1. A catalyst for catalyzing the polymerization of aniline in water, characterized in that, It is obtained by calcining a mixture of nitrogen-containing compound, copper oxide, zinc powder and selenium powder in a mass ratio of 100:0.5~2.5:0.8~3.2:1~4 at 350~650℃; the nitrogen-containing compound is selected from one of 1,3-dimethylurea, urea, thiourea, pyrimidine hydrochloride, pyrrole hydrochloride and 1,3-diethylurea.

2. The catalyst for catalyzing the polymerization of aniline in water according to claim 1, characterized in that, The nitrogen-containing compound is 1,3-dimethylurea.

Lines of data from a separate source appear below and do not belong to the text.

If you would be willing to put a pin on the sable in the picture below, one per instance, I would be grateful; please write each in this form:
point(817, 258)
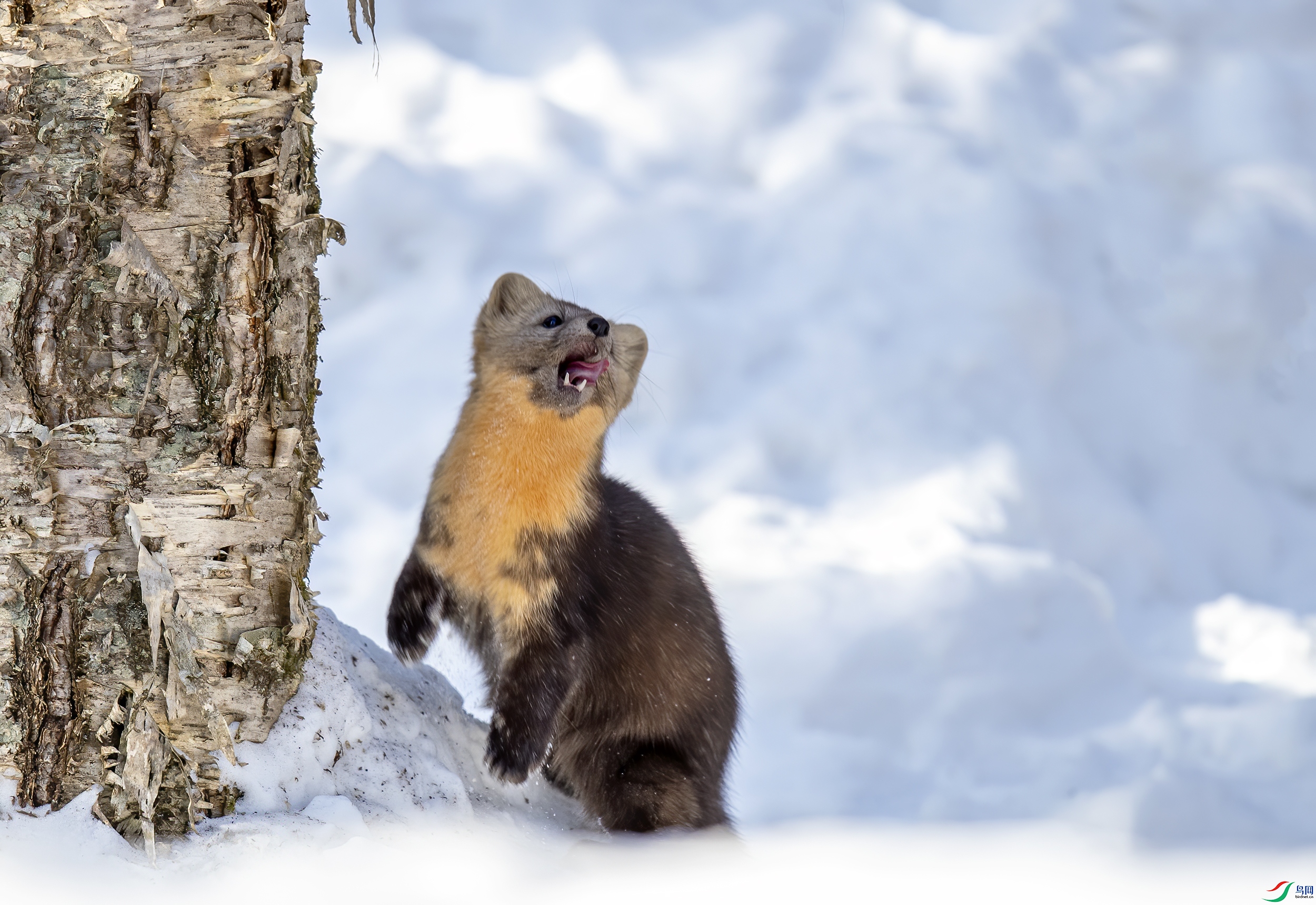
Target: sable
point(602, 645)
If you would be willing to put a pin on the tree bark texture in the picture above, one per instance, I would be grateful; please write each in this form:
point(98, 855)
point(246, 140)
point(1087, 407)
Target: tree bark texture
point(158, 316)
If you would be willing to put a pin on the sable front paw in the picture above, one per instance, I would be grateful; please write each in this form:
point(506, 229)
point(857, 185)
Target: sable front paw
point(509, 759)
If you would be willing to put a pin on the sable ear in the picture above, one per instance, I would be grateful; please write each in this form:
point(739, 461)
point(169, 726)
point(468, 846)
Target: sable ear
point(511, 295)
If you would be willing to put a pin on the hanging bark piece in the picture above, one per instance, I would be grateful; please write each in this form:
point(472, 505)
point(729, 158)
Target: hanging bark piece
point(158, 317)
point(44, 695)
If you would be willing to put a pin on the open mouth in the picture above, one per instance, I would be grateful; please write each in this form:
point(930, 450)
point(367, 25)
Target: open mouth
point(580, 374)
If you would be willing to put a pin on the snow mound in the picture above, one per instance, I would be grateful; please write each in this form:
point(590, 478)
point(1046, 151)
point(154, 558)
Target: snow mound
point(982, 364)
point(390, 742)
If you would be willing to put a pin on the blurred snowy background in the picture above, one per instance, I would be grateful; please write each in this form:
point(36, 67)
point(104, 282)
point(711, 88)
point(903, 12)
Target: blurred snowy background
point(982, 379)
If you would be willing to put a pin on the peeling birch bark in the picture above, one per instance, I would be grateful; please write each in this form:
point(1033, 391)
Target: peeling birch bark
point(158, 317)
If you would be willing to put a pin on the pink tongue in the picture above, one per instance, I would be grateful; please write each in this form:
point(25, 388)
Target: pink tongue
point(587, 370)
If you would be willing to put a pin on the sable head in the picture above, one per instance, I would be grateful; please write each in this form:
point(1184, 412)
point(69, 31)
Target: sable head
point(570, 356)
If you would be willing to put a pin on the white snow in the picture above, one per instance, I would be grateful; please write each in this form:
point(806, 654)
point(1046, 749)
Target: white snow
point(982, 385)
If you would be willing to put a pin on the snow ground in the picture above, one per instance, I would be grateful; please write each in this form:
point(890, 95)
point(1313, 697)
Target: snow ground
point(982, 385)
point(370, 787)
point(982, 382)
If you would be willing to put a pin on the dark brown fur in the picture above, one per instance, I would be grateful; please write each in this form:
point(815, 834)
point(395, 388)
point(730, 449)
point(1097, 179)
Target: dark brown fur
point(603, 649)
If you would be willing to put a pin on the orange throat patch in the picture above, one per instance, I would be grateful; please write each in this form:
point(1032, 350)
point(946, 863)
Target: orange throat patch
point(511, 474)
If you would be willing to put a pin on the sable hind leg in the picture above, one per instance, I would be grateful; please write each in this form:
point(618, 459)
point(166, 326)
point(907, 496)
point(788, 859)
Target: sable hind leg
point(416, 608)
point(651, 787)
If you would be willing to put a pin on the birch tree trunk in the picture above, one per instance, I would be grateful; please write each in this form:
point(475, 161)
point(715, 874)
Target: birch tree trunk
point(158, 316)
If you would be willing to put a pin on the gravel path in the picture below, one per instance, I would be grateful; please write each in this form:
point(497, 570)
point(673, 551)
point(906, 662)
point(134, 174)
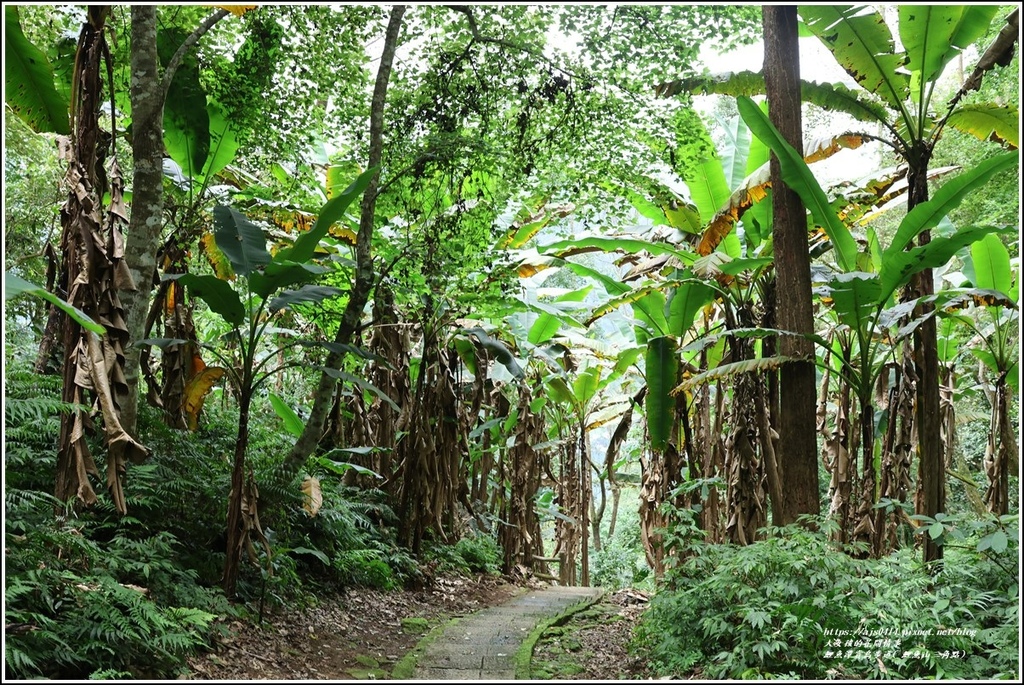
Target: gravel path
point(483, 645)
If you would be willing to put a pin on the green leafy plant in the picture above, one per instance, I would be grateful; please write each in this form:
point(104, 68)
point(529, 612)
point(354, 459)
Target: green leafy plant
point(249, 314)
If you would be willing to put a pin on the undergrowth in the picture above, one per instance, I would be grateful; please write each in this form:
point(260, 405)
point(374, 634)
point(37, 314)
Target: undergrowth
point(793, 605)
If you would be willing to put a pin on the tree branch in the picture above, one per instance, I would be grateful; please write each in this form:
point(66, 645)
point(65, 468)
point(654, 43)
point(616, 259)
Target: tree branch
point(194, 37)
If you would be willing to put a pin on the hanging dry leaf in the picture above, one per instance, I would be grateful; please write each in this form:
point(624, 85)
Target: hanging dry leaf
point(196, 391)
point(313, 496)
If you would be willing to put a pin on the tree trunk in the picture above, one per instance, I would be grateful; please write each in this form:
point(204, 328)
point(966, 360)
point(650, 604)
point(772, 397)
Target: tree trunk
point(148, 92)
point(147, 191)
point(236, 525)
point(364, 281)
point(798, 460)
point(931, 465)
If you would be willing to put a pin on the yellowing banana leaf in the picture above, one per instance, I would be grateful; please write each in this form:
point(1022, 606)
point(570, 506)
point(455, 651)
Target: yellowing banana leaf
point(217, 260)
point(237, 10)
point(735, 369)
point(196, 391)
point(988, 121)
point(312, 496)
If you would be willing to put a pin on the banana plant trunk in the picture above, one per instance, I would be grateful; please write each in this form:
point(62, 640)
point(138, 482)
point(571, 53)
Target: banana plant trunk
point(236, 525)
point(931, 464)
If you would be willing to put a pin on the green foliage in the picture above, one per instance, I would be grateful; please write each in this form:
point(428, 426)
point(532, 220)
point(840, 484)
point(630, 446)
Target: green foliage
point(787, 606)
point(473, 554)
point(77, 604)
point(29, 80)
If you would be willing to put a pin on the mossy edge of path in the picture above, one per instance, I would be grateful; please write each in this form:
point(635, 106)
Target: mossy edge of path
point(524, 654)
point(404, 669)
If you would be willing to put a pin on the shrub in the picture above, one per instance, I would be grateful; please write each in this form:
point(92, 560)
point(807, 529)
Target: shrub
point(793, 605)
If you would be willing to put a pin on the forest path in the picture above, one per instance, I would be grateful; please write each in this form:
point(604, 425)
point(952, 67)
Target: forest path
point(484, 645)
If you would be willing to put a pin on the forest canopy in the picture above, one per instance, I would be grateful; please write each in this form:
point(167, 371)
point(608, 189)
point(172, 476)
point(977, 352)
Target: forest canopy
point(308, 297)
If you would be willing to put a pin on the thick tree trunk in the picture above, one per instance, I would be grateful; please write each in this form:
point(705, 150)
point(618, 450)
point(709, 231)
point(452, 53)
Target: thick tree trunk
point(147, 193)
point(798, 457)
point(148, 92)
point(364, 281)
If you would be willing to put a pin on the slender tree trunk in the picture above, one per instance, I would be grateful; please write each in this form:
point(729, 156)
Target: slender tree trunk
point(236, 526)
point(364, 281)
point(931, 466)
point(147, 191)
point(798, 459)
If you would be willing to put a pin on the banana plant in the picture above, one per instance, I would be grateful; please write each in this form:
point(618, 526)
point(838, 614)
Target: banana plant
point(905, 81)
point(862, 288)
point(574, 387)
point(994, 345)
point(249, 311)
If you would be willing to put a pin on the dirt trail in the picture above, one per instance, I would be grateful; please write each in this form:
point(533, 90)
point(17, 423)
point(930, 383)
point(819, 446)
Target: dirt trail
point(483, 645)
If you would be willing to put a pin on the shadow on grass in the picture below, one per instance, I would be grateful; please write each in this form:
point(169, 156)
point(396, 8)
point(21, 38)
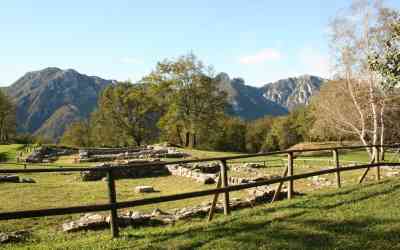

3. The catalyst for catalyzing the polymerization of aniline in water according to claim 1, characterized in that, The calcination temperature range is 400~600℃.

4. The application of the catalyst according to any one of claims 1 to 3 in catalyzing the polymerization of aniline in water to treat aniline wastewater, characterized in that, Add 0.5 g / L of catalyst to an aqueous aniline solution and stir under visible light for 2-8 hours to obtain polyaniline precipitate, thus completing the treatment of aniline wastewater.

5. The application according to claim 4, characterized in that, The visible light source is an 8W blue LED.